The Guardian explains, "The project would use dual tunnels in the Underground's defunct stretches to create parallel pedestrian paths and cycle ways, also lined with cafes and click-and-collect points for online shopping. To help make the tunnels more financially viable, each path could be surfaced with kinetic paving, which uses footfall and the friction created by bike tyres to generate electricity."
On the firm's website, Gensler writes: "With current pressures on London to cope with future transport capacity for pedestrians, cyclists and tube users, London is in desperate need for new types of public and community space, as well as affordable retail, commerce and entertainment spaces. Subterranean spaces present an excellent option for new uses."

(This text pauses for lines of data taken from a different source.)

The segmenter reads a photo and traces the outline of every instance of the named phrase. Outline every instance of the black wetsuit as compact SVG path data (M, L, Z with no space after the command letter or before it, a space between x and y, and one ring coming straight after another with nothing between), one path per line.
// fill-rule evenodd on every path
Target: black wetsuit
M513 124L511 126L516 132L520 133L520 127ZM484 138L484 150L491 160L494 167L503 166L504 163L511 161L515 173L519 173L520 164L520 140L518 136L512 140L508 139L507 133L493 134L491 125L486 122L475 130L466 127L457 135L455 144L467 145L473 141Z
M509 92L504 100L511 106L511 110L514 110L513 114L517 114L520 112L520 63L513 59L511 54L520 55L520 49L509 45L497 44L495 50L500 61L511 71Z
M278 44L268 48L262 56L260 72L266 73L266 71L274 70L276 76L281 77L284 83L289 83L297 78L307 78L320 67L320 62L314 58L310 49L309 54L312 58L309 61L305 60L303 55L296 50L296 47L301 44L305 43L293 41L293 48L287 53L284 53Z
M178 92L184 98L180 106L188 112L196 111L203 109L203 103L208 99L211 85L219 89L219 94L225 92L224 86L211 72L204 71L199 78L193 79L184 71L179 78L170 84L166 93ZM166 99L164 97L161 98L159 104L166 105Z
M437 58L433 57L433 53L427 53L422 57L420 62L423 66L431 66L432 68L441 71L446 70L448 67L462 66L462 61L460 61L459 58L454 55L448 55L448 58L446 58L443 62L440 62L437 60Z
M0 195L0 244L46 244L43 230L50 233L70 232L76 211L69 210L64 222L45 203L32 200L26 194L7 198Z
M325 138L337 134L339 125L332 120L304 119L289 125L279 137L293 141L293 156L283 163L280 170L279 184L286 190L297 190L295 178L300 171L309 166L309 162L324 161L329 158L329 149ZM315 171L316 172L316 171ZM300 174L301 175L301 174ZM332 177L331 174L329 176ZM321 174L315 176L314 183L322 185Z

With plans for giant swaths of Philadelphia's underground to be converted to better (and hopefully less pungent) use in the next few decades - from the new East Market to the Reading Viaduct, to development under Market Street and elsewhere - perhaps it's useful to look - just look - at proposals such as Gensler's and think of it less as tangential and more as an overshot that might just - in whole or in part - wind up hitting the mark.